Porteur d’une civilisation originale (ni occidentale ni asiatique) et respectueux des spécificités culturelles de chacun de ses composants, ce nouvel empire trouve son unité dans le rejet du «mondialisme» et de «l’atlantisme». Il suppose des rapports plutôt hostiles avec l’Occident, ainsi que la recherche de nouvelles alliances au sein du monde musulman et en Asie. «En 1991, le discours de George Bush père sur le nouvel ordre mondial a pu faire croire à l’instauration d’un nouvel équilibre, commente Benoît Pélopidas. Un certain nombre de pays de l’ancien bloc communniste se sont alors tournés vers les Etats-Unis.
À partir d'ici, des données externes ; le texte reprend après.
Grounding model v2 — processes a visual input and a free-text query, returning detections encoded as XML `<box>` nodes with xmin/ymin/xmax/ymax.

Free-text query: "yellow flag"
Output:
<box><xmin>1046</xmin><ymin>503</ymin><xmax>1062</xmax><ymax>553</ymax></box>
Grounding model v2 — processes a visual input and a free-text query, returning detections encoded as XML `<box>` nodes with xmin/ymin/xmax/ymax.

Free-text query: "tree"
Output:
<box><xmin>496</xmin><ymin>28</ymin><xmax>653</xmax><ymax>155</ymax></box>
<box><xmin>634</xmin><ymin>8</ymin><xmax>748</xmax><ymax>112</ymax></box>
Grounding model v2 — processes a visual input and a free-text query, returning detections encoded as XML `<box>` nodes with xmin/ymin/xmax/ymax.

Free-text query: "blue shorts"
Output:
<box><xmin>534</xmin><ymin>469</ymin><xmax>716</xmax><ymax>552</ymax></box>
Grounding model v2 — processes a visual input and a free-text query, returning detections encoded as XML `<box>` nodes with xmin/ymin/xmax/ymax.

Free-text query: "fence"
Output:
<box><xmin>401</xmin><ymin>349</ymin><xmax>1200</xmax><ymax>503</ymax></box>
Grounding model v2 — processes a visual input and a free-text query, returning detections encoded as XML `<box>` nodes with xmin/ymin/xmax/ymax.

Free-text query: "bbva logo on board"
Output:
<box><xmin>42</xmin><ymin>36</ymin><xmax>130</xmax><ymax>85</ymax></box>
Or, ce rapprochement n’est plus à l’ordre du jour en Russie, où le discours néo-eurasiste irrigue l’ensemble du spectre politique.»
logique du ressentiment
Néo-conservateurs américains et néo-eurasistes russes sont cependant également voués à l’échec. Moscou, aux prises avec une crise démographique sans précédent, n’a pas les moyens d’une telle ambition. Washington, de son côté, a choisi de lancer son entreprise dans la région du monde où il avait le moins de chance de succès et sans se soucier de la façon dont le message serait reçu par les populations concernées. «Pour réussir, une dynamique impériale suppose une vision du monde capable de susciter l’adhésion, au moins partielle, des pays dominés, ajoute Benoît Pélopidas. Mais, dans les deux cas qui nous intéressent, nous sommes confrontés à une logique du ressentiment. Ces empires-là sont fondés sur l’hostilité envers un ennemi désigné et la mémoire du traumatisme. Traumatisme du 11 septembre pour les Américains, traumatisme de la dislocation de l’URSS dans le cas russe. Et ce ne sont pas vraiment des valeurs porteuses d’avenir.»
Vincent Monnet
L’Empire au miroir. Stratégies de puissance aux Etats-Unis et en Russie, par Didier Chaudet, Florent Parmentier, Benoît Pélopidas, Ed. Droz, Genève-Paris, 243 p.